Scott: From the 'reviewers' side (quickly for now)...
Biggest delay lately has been the tech card (permit app) and the plans not matching in items and quantities. It is amazing with the slow economy that the EC's miss/omit items, or have 'fudged' counts. I'm not referencing device counts, but what I refer to as 'major' items', panels, large equip., etc.
As to the quality of the plans...most are good..a few are really bad. Egress lighting circuitry, panel schedules, load calcs, one-lines, etc., not addressed.
The above results in reject notices, phone calls, etc., and often a call from 'Administration'...."what's the hold-up?"
The only think I would say is you need those load calcs. We had a thread here recently about extending an existing circuit without and acknowledgment of what was already on it and what it served.
In the residential I see the plan is usually more of a guideline than an actual diagram of what they build, particularly if they are mastered. Pushing walls around usually changes outlet placement and it is very common that extra outlets get installed, either at customer request or to meet 210.52(A) requirements.
There are a few architects out there that are very gifted or they have a good computer drafting program and make beautiful diagrams that fall short on electrical specifications. It is not uncommon to see things missing or left so vague that the plans can not be approved. The reason for plan review is to lessen the possibility of installing a system that will not meet code. An virtual inspection if you want to call it that. Type of usage, wiring method, raceway fill, type of raceway, type of wire, clearances from other items in the room, arc flash calculations, available fault current, loads on circuits and feeders, riser diagram, specifications on equipment requirements, details on system grounding, available voltage from utility, panel ledgers, location of exits and emergency lighting equipment, circuiting, overcurrent protection and I'm sure I left out some.

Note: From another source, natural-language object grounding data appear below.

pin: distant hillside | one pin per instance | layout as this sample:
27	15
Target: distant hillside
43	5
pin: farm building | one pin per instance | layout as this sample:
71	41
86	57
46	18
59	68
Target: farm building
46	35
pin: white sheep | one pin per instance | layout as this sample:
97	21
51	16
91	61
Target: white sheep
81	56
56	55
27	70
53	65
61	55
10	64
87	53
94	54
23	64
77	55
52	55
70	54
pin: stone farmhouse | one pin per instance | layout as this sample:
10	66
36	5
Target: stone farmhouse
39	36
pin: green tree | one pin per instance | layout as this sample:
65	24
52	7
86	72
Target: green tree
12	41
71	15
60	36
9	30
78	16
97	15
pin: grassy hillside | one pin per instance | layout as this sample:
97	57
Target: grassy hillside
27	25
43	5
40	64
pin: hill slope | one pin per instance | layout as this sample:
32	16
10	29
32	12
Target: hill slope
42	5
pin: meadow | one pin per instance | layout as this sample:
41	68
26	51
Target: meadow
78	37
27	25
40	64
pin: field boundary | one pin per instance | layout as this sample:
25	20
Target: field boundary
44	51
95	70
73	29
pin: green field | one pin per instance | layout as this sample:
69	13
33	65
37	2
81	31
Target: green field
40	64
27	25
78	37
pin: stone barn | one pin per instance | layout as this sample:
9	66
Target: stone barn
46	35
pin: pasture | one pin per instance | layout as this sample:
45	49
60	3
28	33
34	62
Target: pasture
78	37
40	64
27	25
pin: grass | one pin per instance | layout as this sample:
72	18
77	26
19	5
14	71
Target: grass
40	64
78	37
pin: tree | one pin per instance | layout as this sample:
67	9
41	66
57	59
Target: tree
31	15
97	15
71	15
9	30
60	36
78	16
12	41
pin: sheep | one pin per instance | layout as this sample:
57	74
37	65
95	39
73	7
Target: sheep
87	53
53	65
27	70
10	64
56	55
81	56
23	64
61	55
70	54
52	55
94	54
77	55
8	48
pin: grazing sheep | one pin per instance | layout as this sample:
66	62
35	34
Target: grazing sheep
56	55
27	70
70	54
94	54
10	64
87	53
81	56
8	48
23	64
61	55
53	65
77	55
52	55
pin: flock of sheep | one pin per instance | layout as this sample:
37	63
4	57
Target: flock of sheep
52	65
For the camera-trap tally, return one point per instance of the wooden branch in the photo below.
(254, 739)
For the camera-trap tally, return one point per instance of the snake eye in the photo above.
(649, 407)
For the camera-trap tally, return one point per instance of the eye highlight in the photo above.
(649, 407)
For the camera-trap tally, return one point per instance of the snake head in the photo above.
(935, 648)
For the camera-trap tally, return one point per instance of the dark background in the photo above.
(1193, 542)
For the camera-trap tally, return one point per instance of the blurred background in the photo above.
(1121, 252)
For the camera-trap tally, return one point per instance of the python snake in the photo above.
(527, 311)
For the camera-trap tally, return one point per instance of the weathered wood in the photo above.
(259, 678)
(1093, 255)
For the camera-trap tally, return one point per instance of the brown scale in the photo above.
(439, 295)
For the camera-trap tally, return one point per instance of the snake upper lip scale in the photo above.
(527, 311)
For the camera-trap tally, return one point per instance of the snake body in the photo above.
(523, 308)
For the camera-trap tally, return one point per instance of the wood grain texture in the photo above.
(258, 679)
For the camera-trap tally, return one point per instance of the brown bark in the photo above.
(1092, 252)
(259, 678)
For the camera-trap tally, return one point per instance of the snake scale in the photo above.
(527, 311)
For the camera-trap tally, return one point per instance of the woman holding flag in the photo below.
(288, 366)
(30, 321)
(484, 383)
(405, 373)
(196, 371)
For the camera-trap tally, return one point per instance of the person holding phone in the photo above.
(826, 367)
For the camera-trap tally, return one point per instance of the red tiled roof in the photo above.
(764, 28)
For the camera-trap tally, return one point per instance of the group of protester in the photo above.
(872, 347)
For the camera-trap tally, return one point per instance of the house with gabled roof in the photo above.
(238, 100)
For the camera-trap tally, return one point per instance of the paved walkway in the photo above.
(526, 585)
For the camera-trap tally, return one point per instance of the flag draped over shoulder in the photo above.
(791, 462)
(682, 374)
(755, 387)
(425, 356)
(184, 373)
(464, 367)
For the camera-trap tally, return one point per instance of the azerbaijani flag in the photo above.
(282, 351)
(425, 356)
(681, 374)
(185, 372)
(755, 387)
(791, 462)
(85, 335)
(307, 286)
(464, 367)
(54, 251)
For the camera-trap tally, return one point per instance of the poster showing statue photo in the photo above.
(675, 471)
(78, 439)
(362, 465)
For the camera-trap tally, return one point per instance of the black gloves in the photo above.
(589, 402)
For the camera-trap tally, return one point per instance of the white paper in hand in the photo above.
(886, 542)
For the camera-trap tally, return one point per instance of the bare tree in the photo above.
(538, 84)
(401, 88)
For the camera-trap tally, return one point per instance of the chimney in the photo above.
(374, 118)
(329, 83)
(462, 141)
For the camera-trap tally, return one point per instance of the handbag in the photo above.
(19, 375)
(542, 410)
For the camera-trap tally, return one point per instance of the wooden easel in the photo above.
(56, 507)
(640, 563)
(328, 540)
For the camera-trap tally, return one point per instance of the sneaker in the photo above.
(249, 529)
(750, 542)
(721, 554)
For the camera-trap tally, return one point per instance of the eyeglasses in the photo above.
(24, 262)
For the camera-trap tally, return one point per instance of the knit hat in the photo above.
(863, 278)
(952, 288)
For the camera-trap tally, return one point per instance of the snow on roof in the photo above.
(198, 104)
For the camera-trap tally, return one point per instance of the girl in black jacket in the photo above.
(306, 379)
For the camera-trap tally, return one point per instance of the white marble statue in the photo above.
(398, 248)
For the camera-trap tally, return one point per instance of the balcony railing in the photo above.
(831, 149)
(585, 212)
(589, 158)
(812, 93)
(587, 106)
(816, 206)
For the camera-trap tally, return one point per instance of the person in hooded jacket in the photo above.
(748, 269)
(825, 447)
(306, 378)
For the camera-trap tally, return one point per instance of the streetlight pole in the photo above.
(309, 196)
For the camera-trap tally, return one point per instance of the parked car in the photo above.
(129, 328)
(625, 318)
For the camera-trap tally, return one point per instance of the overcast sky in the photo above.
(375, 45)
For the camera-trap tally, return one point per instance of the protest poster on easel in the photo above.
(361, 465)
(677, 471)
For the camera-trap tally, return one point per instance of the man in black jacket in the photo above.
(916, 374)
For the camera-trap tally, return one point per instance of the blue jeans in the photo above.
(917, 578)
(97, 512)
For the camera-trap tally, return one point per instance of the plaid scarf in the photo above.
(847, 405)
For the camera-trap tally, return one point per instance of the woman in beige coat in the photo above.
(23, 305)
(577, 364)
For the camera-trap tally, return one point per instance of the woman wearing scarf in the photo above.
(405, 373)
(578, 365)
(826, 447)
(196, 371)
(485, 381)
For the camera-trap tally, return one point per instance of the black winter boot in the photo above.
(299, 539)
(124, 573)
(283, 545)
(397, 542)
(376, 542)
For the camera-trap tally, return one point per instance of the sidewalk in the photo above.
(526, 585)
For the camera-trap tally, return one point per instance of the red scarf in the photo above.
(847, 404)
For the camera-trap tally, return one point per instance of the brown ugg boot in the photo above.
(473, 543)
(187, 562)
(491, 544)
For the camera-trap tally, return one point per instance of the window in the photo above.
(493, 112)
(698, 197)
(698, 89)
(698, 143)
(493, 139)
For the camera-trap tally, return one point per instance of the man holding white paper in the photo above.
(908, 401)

I find it rather lax for an architect or engineer or design professional to submit a plan that has a disclaimer that says "Subject to local Codes" or uses a rubber stamp that has generic wording that is only basic information that is might say "To be installed to the current version of the NEC". Find out from the Building Department which version of the NEC is in place and design to that. I have a punch list that is useful when I perform a plan review that help me remember things to check.
The State of Michigan has a firm policy that requires that plans are sealed by a licensed Architect or Engineer. While this certainly helps we still see a lot of plans that get sent back.
I might post images of an Electrical Plan Set from some past Project, as an example of what I commonly include. Just need to make the posted stuff readable, and that's going to be really hard to do! The best option for readability, would be to link the PDF versions for download, then the Plan Sheets may be viewed via a "PDF Reader" (i.e. Adobe Acrobat Reader).
Nevertheless, I really appreciate the contributions so far - and for John making this Topic a "Sticky Note".
Scott " 35 " Thompson Just Say NO To Green Eggs And Ham!